Parents of the project
The 1980 Nobel Prize in Physics, James Watson Cronin of the University of Chicago, is the father and mentor of the Auger Project, along with Alan Watson of the Department of Physics and Astronomy at the University of Leeds in the United Kingdom. Cronin came to Argentina for the first time in 1995 when he contacted scientists and technicians from the National Atomic Energy Commission (CNEA) of Argentina with whom he built the Auger Observatory.
It opened in November of 2008 , since 2004 have been conducted studies with detection equipment and observation facilities.

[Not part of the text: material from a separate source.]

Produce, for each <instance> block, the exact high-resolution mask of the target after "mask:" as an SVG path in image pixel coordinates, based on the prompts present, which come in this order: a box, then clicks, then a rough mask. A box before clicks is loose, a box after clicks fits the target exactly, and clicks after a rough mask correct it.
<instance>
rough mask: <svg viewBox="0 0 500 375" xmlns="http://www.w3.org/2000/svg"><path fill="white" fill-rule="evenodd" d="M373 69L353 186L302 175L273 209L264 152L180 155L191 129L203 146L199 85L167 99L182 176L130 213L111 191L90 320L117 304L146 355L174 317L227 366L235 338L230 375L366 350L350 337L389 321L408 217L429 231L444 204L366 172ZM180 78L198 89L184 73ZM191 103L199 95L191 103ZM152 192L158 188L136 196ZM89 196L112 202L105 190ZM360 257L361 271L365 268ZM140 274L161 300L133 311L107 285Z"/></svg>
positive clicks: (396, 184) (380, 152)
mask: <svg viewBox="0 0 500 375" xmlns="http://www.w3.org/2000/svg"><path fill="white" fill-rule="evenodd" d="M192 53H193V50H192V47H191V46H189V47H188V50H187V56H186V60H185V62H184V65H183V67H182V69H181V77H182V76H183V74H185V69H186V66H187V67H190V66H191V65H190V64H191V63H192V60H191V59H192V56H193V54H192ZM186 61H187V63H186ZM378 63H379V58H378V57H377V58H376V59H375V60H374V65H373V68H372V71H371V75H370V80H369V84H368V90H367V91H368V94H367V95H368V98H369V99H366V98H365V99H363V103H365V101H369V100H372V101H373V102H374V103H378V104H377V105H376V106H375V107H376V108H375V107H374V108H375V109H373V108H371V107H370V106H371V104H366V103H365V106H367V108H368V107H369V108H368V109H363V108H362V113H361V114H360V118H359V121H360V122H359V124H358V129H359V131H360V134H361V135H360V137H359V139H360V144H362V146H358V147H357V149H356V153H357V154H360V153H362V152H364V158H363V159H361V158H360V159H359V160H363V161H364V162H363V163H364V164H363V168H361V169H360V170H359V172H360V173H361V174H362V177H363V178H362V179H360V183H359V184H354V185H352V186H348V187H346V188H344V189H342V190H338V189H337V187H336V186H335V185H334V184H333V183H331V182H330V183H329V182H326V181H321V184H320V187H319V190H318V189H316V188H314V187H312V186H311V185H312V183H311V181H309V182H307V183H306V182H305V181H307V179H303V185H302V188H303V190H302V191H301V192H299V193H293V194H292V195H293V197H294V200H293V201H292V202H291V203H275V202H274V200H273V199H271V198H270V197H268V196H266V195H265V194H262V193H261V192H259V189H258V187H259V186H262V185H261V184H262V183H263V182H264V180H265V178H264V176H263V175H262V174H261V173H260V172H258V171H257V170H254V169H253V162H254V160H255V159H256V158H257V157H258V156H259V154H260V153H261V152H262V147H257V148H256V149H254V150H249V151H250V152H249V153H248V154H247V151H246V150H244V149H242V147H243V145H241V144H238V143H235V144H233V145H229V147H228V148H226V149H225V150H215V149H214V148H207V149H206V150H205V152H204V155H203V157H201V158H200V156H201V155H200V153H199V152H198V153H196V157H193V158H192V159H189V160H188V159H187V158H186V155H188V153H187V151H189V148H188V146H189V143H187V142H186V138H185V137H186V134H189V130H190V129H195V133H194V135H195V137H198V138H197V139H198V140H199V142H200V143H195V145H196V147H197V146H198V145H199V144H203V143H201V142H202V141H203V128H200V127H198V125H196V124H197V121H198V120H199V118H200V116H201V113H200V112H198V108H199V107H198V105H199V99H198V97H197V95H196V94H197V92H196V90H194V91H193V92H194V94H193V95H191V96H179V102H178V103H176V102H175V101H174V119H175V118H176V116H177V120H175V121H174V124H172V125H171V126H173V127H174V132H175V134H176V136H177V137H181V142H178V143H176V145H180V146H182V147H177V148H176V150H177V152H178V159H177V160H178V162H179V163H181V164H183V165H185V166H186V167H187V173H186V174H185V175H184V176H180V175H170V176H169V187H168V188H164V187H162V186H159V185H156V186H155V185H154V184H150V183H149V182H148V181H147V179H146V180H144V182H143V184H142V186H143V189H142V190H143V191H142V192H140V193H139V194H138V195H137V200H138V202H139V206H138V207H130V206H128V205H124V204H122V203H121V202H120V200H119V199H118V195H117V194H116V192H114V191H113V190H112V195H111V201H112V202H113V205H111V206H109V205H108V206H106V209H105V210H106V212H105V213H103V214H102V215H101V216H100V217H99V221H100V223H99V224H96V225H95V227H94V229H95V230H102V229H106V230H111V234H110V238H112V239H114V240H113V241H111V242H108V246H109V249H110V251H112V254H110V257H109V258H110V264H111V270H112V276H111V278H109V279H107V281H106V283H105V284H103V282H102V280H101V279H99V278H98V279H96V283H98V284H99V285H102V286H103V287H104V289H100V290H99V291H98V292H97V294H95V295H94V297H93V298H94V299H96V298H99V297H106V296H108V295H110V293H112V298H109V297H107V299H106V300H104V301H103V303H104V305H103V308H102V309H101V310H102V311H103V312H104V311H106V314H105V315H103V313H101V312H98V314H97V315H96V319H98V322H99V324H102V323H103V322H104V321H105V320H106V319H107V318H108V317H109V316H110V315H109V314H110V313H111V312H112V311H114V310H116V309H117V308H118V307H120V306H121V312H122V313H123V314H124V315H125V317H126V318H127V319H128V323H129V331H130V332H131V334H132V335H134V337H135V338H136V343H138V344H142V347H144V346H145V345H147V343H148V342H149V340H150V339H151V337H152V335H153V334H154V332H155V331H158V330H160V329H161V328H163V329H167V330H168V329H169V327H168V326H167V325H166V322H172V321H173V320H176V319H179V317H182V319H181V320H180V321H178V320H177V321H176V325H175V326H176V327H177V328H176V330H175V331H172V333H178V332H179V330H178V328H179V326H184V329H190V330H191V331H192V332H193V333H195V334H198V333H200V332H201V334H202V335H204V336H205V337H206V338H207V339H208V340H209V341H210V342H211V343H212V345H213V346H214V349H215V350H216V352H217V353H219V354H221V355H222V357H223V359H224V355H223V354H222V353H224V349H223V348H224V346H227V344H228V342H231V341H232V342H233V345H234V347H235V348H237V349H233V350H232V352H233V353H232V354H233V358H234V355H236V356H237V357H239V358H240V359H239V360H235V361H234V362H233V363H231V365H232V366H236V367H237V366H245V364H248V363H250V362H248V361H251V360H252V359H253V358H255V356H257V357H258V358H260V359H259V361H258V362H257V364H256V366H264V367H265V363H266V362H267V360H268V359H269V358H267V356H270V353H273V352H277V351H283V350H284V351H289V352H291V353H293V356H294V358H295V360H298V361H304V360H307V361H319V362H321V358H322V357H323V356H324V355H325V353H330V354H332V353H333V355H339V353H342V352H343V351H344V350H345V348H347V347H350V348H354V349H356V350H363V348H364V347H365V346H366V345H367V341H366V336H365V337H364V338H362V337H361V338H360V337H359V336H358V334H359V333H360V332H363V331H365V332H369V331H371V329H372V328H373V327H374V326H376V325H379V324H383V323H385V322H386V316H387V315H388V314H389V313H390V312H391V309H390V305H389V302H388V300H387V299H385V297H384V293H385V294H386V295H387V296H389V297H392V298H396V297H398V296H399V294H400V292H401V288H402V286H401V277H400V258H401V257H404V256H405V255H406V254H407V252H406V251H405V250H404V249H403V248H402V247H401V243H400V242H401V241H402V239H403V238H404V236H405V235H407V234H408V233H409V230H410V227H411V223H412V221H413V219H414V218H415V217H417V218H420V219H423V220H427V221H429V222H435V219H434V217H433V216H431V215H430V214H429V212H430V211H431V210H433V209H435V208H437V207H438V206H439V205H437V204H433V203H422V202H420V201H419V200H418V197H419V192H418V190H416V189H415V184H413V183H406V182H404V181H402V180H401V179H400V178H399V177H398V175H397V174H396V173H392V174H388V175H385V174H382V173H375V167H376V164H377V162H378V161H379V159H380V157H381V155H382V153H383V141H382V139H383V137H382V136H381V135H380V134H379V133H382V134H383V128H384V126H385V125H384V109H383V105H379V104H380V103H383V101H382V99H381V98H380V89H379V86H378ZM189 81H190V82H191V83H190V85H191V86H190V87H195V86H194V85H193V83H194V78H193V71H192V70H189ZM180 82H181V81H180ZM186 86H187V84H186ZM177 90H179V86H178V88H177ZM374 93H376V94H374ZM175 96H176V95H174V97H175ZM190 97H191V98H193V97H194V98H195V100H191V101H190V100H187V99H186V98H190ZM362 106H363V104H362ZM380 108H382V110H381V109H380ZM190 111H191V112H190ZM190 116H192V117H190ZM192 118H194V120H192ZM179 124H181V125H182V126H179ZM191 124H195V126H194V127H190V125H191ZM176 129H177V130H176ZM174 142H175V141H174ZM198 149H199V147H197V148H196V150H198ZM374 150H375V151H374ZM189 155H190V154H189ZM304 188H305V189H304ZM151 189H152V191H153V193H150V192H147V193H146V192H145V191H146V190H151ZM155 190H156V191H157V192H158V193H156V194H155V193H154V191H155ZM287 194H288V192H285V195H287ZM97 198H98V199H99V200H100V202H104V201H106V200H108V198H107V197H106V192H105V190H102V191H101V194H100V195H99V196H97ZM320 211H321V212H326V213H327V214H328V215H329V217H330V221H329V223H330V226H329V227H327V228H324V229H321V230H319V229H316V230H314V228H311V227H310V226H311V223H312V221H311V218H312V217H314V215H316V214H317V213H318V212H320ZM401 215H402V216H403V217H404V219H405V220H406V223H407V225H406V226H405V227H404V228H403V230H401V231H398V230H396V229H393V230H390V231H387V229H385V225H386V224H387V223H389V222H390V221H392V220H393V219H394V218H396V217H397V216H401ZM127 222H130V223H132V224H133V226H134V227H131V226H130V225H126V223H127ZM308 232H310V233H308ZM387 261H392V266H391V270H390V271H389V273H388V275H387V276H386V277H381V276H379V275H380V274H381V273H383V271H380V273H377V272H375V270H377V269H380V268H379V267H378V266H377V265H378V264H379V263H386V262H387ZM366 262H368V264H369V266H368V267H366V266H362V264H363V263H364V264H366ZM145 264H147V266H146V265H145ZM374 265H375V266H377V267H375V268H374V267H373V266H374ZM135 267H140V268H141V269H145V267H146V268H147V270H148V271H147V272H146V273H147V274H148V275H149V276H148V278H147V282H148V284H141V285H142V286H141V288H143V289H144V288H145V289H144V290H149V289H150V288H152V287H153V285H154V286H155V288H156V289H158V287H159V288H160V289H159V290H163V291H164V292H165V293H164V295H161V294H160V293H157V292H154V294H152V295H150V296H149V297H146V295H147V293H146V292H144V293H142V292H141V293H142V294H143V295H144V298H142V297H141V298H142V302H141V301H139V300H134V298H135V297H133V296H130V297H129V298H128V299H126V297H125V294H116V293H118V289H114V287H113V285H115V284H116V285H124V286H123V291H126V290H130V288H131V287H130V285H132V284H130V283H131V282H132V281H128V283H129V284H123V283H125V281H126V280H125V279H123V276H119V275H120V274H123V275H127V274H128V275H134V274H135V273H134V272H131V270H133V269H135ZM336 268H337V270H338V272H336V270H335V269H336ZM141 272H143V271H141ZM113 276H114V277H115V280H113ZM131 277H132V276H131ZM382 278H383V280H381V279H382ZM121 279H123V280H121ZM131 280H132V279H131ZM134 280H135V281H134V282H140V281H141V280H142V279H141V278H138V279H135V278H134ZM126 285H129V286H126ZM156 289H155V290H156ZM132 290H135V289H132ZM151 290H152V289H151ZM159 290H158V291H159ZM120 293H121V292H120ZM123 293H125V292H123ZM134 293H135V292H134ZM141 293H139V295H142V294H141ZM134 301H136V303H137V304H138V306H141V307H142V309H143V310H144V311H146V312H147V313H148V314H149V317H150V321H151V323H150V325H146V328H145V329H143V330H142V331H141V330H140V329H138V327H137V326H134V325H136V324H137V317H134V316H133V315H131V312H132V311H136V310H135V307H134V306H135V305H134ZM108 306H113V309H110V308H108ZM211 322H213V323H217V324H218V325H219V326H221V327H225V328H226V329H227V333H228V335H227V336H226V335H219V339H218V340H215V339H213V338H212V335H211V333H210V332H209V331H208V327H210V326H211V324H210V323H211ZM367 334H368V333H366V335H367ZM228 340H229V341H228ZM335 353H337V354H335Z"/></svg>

According to the official website of the Pierre Auger Observatory, the 14 participating countries contributed a total of $ 50 million for the construction of the South Observatory. The Argentine contribution is channeled through the CNEA –which leads the Project in Argentina–, and the government of the province of Mendoza. `
Participating groups. From the beginning when UNESCO gave its support to the idea, the exchange of scientists between countries and groups has allowed the knowledge to be extended and shared generously. ”
Doctor in physics Adrián Rovero, from the Argentine Institute of Astronomy and Space Physics, who participates in Auger’s activities in studies of the composition of cosmic rays and, mainly, in the calibration of fluorescence telescopes at the Auger observatory , He estimated that “beyond the scientific-technological benefits of a venture such as the Auger Observatory, it is worth noting the economic and social importance it represents for the host country. The entire community movement, the training of human resources, the specialization of labor and all the ventures that arise from a scientific pole, are some of the benefits to be highlighted ”.